I’m anchored on a lagoon the blue of butterfly wings. I see sand beaches, long and empty. I hear the crack of coral. I feel the rush of the outer reef.
Sea turtles slide by. Fish jump up doing the junebug. Slack-jaws hang on the surface, mouths open. And somewhere a fan coral blooms.
Volcanic rock sculptures rise out of the water in an order as random as pennies in a wishing well. Their sharp with shapes as surreal as clouds; toadstools, dragons, turtles, gargoyles, pyramids, dinosaurs. They’ve all got oysters growing on their legs and palm trees on their heads.
Saltwater has worn their bases so thin that at low tide they turn into mushrooms or Christmas trees or arrowheads. Some look like they might fall down tomorrow. Like one wrong touch of a wave and they’ll crash right into the butterfly blue.
I’m in Vulaga, one of the most south eastern islands in Fiji’s Lau group. The people here believe that if their boats are broken, they will fall ill. I believe this too.
To get to this island it was an upwind sail hard on the trades. We took our time. We anchored off Paradise Resort on Taveuni and ate curry with other cruisers. And it was there that I had the best shower I’ve had in four months, even though the water was cold. We stopped at the Bay of Islands on Vanua Balavu and snorkeled. And it was there that I held a crimson colored starfish in my hand, she moved in delicate floating motions. We stopped at Yagasa Levu and slept next to a jungle of seabirds. And it was there that I collapsed into a pre-Jurassic existence.
I’m sailing on a 53 ft. Warwick, hailing from New Zealand, and captained by Don Salthouse. His boat is fast. On a close reach it sails almost the speed of the wind.

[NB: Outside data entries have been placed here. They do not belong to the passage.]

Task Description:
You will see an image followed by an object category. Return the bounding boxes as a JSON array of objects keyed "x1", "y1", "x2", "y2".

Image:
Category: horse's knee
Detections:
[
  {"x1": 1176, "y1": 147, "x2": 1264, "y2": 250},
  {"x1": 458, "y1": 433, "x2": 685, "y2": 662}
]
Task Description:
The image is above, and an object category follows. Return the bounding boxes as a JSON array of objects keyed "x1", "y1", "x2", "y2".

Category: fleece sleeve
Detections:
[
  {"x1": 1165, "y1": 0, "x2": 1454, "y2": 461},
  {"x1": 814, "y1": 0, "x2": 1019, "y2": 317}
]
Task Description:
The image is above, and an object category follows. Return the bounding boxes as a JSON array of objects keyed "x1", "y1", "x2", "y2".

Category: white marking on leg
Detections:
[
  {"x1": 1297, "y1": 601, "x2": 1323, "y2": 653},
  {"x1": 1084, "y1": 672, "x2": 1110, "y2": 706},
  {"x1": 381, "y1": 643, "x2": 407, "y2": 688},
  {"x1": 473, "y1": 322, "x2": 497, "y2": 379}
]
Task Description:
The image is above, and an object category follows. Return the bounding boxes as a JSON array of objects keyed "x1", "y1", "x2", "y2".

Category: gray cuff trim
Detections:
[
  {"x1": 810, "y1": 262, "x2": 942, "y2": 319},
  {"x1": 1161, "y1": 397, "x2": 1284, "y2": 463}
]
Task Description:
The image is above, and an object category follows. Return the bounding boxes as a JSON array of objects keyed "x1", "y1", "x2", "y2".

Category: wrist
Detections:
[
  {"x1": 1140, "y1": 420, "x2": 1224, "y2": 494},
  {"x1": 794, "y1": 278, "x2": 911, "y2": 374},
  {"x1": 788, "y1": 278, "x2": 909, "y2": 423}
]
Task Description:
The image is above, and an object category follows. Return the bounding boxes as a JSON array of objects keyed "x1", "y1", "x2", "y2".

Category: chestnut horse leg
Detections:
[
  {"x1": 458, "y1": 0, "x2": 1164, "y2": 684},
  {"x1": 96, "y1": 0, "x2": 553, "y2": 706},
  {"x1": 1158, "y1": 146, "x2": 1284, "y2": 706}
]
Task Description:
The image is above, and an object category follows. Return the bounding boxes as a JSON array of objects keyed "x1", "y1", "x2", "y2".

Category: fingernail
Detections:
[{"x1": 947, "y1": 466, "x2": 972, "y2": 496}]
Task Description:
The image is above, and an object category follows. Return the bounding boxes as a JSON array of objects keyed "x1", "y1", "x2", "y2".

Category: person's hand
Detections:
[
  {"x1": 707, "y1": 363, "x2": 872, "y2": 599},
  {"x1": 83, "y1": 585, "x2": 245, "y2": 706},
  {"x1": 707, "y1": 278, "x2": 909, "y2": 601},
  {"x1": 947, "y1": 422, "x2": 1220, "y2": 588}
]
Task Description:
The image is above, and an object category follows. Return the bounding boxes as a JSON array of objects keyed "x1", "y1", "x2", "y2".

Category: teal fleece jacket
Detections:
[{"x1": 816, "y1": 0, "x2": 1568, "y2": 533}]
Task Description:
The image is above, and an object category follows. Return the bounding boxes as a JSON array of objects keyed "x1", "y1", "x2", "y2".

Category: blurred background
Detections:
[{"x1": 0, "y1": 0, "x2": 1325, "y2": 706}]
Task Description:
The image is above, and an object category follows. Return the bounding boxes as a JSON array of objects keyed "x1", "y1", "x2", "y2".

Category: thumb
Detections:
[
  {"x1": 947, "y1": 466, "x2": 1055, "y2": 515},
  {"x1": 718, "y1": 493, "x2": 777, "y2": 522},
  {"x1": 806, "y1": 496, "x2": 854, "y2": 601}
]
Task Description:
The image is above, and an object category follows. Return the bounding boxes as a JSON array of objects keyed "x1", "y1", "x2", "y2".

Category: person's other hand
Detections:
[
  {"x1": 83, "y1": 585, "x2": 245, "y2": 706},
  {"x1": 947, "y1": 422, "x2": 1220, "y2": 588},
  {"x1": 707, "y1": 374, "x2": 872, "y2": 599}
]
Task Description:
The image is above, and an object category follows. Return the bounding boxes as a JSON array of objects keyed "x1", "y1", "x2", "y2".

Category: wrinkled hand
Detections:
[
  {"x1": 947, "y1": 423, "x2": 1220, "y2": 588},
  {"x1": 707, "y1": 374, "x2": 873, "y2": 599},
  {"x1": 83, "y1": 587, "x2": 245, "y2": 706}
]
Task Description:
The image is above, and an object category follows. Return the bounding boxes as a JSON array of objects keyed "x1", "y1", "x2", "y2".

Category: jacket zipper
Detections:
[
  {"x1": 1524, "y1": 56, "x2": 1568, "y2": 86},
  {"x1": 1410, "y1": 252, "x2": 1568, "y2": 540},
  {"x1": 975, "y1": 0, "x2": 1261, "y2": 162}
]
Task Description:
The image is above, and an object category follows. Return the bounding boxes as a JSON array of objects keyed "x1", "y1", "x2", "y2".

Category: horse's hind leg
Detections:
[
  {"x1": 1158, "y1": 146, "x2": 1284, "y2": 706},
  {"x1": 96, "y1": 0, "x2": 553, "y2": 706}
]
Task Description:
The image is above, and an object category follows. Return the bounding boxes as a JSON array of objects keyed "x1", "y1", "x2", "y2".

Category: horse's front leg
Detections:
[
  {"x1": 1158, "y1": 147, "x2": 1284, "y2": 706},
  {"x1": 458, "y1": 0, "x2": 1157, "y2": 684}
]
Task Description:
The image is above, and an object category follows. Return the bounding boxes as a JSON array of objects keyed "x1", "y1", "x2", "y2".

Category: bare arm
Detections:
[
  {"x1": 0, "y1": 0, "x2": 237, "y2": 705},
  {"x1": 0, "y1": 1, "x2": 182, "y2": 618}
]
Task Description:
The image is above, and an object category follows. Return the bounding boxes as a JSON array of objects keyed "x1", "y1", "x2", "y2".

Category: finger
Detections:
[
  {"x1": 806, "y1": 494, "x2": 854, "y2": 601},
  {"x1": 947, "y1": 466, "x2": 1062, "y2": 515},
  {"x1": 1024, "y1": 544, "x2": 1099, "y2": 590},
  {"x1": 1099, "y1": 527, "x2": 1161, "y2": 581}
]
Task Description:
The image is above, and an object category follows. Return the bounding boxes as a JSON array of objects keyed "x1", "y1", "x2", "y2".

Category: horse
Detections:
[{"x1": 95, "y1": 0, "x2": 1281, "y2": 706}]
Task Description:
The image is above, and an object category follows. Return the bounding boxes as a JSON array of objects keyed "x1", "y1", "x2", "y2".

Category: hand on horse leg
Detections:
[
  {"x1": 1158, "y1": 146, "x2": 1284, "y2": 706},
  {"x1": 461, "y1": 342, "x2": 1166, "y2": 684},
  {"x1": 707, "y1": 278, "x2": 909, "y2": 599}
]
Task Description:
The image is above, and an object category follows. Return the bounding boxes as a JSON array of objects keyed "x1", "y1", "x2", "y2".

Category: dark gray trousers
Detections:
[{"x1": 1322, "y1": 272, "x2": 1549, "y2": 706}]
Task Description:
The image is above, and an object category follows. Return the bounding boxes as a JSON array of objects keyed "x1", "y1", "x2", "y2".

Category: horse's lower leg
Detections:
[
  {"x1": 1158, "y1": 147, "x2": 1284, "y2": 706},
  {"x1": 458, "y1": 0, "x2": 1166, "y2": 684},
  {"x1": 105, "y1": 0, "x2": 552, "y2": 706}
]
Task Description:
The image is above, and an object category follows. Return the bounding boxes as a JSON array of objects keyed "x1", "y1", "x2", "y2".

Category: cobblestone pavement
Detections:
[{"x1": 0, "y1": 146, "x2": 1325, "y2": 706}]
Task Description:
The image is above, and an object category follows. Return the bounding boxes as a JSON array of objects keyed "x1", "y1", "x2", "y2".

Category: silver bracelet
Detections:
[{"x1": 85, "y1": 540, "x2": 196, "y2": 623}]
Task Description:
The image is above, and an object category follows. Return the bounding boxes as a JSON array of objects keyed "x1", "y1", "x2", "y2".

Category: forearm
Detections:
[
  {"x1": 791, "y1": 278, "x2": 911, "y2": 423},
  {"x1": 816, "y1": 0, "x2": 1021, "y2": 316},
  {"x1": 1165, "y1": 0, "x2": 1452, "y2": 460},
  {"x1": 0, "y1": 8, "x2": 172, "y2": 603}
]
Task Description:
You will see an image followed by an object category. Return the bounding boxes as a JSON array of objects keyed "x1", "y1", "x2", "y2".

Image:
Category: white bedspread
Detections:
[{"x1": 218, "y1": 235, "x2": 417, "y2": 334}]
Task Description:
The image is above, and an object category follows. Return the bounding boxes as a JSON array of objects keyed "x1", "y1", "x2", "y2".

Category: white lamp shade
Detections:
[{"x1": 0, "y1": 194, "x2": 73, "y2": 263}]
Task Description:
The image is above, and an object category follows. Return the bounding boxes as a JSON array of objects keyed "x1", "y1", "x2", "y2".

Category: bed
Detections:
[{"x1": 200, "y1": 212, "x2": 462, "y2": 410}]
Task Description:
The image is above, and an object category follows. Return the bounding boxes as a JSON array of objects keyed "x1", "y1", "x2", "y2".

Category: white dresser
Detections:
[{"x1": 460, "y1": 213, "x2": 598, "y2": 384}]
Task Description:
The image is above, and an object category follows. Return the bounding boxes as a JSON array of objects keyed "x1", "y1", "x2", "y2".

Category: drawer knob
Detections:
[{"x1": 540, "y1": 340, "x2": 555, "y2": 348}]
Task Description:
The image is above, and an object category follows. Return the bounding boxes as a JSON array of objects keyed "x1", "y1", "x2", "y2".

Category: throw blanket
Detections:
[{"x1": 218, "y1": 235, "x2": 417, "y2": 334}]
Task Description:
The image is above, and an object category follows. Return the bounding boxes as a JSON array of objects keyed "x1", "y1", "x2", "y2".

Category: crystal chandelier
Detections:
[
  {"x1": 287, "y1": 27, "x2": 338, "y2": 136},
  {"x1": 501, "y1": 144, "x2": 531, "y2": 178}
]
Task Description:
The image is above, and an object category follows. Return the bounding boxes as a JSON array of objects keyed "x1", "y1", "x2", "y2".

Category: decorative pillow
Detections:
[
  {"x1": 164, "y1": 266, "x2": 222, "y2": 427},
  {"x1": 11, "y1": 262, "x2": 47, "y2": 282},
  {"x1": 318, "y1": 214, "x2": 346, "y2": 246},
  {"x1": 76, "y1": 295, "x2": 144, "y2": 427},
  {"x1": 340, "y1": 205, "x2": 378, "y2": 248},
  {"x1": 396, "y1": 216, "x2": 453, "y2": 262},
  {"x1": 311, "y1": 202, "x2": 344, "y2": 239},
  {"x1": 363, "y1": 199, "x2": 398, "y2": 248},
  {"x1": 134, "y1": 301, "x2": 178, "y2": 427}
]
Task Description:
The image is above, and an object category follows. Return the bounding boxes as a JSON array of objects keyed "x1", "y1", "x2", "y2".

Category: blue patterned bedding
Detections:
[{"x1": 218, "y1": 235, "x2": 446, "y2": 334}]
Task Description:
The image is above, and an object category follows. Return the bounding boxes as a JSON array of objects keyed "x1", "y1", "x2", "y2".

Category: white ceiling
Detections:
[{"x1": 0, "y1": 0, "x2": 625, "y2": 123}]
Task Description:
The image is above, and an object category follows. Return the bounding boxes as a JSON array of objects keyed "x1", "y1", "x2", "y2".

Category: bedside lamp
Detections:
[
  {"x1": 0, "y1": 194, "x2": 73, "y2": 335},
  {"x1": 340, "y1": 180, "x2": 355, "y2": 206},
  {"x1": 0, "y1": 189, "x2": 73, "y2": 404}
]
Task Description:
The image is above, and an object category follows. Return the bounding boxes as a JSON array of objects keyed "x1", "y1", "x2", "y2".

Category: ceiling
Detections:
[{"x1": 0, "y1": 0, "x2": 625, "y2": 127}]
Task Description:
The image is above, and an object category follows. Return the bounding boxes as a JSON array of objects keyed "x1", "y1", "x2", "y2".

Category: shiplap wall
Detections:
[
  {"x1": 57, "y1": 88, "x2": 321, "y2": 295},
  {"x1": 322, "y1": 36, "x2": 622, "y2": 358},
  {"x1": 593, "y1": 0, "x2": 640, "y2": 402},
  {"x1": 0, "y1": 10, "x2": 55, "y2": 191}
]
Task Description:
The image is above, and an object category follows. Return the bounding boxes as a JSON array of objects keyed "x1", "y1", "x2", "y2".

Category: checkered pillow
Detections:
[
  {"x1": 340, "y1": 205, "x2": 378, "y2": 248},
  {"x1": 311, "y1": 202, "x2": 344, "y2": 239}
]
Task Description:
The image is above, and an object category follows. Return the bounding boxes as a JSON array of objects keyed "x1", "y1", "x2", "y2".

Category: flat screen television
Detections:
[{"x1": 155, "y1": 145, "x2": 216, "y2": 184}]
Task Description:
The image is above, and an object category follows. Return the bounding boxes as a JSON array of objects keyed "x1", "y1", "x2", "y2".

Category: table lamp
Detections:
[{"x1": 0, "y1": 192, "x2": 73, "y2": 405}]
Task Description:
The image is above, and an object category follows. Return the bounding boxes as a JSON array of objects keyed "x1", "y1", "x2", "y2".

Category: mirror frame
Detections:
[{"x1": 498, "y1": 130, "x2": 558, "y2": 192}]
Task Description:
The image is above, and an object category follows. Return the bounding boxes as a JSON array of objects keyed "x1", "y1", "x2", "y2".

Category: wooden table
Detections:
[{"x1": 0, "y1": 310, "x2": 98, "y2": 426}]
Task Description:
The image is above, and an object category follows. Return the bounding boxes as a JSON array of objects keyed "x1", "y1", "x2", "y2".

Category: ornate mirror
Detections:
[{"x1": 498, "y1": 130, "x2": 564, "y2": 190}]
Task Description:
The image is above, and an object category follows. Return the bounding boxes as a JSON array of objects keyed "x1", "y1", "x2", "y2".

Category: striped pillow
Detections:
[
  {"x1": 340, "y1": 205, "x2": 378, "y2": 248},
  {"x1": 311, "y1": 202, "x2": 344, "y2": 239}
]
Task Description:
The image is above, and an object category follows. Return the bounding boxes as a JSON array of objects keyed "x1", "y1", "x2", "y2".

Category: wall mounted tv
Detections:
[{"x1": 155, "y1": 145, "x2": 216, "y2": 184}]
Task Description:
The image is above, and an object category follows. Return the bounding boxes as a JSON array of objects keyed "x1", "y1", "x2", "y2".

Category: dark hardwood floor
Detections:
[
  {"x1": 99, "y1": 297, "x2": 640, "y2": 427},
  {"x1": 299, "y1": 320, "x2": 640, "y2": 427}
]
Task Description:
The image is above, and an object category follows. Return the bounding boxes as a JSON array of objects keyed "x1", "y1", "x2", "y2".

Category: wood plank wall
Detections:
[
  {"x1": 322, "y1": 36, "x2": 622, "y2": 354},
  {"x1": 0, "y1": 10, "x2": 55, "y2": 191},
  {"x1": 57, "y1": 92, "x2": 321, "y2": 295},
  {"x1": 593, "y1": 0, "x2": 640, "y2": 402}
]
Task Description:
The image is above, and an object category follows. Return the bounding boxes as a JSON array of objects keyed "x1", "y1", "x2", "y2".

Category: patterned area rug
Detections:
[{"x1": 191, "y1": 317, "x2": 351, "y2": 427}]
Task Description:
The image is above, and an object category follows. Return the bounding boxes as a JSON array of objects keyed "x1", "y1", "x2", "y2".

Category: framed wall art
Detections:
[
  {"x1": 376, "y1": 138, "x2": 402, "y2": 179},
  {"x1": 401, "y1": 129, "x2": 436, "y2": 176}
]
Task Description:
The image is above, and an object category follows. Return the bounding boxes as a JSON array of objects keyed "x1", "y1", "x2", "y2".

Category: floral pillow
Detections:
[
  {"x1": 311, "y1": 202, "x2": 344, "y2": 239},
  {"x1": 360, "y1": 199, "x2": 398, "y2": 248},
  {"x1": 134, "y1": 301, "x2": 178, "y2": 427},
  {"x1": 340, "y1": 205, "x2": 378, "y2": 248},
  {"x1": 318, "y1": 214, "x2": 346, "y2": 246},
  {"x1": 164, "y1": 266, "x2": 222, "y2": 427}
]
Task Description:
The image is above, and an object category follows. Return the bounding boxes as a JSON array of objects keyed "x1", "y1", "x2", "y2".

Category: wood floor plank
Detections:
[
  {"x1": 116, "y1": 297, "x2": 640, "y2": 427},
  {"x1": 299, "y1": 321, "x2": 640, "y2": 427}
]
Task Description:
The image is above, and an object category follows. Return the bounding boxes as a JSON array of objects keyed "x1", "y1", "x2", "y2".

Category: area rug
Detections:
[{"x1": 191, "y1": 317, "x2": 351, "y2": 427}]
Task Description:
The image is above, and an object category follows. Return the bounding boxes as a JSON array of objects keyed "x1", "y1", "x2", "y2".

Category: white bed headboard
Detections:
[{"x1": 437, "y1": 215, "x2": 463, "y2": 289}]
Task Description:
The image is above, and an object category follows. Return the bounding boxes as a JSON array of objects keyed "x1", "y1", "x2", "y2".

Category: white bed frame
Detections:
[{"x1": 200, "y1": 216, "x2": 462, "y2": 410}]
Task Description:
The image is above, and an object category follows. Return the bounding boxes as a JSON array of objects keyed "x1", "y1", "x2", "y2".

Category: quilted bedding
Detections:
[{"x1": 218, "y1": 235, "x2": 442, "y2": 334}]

Aboard is me, Don, and Lucy. I met them at a bbq in Savusavu. We ate fresh caught rainbow runner at a house overlooking the Cousteau Resort anchorage.
Don is 59, spiritual, and plagued by future shock. He comes from a family of boat builders and extreme sailors. His sister rounded Cape Horn, and his brother has done four around the world races. Remember the race where one boat hit an atoll and sunk due to too much faith in their chartplotter? Well his brother was on that boat. As for Don, he has survived sailing through 80 knot winds with watersprouts torpedoing out of the ocean.
If I ever saw the sea like that, I’d shrink right back into a fetus and fall overboard.
Don has been sailing to Fiji for years. He’s helped rebuild communities after cyclones spun them into dust and performed all sorts of prayer miracles with villagers. He once witnessed an Australian man pray a partially blind boys eyeball back into it’s socket.
Lucy is 34. She loves lolly-water and fishing, and men pour themselves all over her. She boat hopped onto Don’s floating palace a few weeks back.
When they invited me to join their mission to deliver 250 kilos of rice and other goods to the villagers of Vulaga, I didn’t even have to rinse in the idea. I said yes without even seeing Don’s boat. I just packed a bag, set roach traps, locked Juniper up, and left.
This island is way out here and the supply ships haven’t delivered goods in over a month due to the outbreak of COVID on the main island of Fiji. A woman just kayaked over on her way to collect octopus. She has invited us to a party in the village. We will go. We will bring kava. Don will make arrangements with the chief for the delivery of all the goods we have aboard this boat.